Shalat sebagai penyembuh orang yang melakukan shalat dengan tenang dan rileks akan menghasilkan energi tambahan dalam tubuhnya, mampu mengembalikan produksi endorphin di otak yang menimbulkan rasa senang, bahagia serta juga mampu menurunkan kadar kortisol dalam darah. Endorphin merupakan neurotransmiter yang mirip opiat sehinggi menimbulkan suatu euforia dan ketagihan. Hal ini juga membangkitkan sistem imun, meningkatkan dan mengaktifkan makrofag, sel NK (Natural Killer) dan sel-sel lain yang bertanggung jawab terhadap sistem kekebalan tubuh seperti lekosit dan limfosit. Kortisol banyak berpengaruh terhadap kadar gula darah, kolesterol, dan lain-lain. Kortisol yang tinggi dapat meningkatkan pembentukan gula (glukoneogenesis) di hati, meningkatkan lipolisis di jaringan adiposa, kenaikan berat badan karena distribusi lemak abnormal. Kortisol juga meningkatkan curah jantung dan tonus pembuluh darah perifer karena efek vasokonstriktor meningkat (selain akibat katekolamin) serta meningkatkan ekspresi resptor adrenergik, sehingga terjadi kenaikan tekanan darah (ikut bertanggung jawab terhadap penyakit hipertensi). Hal ini salah satu yang menjelaskan kenapa seseorang apabila menderita kencing manis (Diabetes Melitus) sering diikuti dengan kadar kolesterol tinggi, hipertensi dan kegemukan (Sindroma Metabolik).

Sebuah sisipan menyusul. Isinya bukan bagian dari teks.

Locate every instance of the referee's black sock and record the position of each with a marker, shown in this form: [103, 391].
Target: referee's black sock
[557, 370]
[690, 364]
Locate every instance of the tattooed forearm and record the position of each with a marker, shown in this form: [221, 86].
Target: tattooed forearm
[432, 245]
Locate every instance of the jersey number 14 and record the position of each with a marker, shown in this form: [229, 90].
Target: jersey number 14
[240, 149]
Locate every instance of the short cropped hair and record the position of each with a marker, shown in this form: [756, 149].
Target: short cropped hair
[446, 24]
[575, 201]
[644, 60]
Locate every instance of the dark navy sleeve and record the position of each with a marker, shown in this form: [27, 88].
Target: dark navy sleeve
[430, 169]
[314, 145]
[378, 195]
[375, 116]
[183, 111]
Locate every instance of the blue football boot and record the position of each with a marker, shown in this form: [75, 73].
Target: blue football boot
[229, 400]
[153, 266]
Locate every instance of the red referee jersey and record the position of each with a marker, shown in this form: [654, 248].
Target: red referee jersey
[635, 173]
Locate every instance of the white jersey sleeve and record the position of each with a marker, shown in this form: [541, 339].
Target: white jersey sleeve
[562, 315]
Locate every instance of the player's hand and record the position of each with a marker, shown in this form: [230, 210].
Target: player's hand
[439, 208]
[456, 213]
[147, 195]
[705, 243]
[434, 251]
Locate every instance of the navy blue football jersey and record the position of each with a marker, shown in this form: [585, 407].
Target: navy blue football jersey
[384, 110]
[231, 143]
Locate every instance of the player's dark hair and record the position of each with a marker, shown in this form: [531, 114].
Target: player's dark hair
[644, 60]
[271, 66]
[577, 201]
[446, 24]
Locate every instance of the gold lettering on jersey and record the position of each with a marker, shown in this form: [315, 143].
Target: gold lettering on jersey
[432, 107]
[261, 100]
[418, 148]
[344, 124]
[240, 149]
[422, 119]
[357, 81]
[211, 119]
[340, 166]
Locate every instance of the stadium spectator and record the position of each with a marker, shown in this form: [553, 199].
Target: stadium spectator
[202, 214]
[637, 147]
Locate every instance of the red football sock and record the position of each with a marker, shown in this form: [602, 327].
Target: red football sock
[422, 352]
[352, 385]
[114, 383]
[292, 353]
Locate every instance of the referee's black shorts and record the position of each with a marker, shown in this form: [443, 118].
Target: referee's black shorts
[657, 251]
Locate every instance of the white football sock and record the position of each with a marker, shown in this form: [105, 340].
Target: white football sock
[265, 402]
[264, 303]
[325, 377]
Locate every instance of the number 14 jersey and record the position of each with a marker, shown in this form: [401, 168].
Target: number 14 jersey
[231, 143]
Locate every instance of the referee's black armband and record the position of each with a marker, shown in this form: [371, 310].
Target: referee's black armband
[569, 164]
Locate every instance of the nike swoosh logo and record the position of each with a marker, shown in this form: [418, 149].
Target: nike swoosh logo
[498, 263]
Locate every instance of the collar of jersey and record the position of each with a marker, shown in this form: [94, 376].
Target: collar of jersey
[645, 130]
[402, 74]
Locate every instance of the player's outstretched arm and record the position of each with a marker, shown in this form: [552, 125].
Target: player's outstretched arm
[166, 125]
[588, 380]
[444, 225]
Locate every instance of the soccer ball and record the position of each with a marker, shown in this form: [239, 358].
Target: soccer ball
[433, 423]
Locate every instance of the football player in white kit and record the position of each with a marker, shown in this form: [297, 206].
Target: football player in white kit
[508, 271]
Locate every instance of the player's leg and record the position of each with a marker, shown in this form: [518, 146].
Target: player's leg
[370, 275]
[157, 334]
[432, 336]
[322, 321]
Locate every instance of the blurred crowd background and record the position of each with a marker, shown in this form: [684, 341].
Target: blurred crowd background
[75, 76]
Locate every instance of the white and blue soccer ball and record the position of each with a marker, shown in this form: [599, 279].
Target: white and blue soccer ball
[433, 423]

Gerakan-gerakan shalat mempunyai makna bagi kepentingan kita sendiri. Allah sangat sayang kepada kita sehingga dalam perintah-Nya shalat juga demi untuk kepentingan kita terutama kesehatan, karena gerakan-gerakan shalat mengandung makna menyehatkan. Seperti gerakan ruku’ sangat berpengaruh terhadap kesehatan bagian tulang belakang seperti punggung dan pinggang. Dalam keseharian kadang kita tidak menyadari posisi tidak baik untuk tulang punggung sehingga kadang terjadi kelainan yang berakibat nyeri pinggang. Beberapa kasus yang sering adalah HNP (hernia nucleus pulposus) yaitu serabut saraf kejepit, seperti pada kasus seorang peserta pelatihan shalat khusyu’ di Solo, yang menderita HNP sampai tidak bisa berjalan. Karena pada saat ruku’, posisi tulang belakang menjadi teregang sehingga melancarkan aliran di daerah tersebut.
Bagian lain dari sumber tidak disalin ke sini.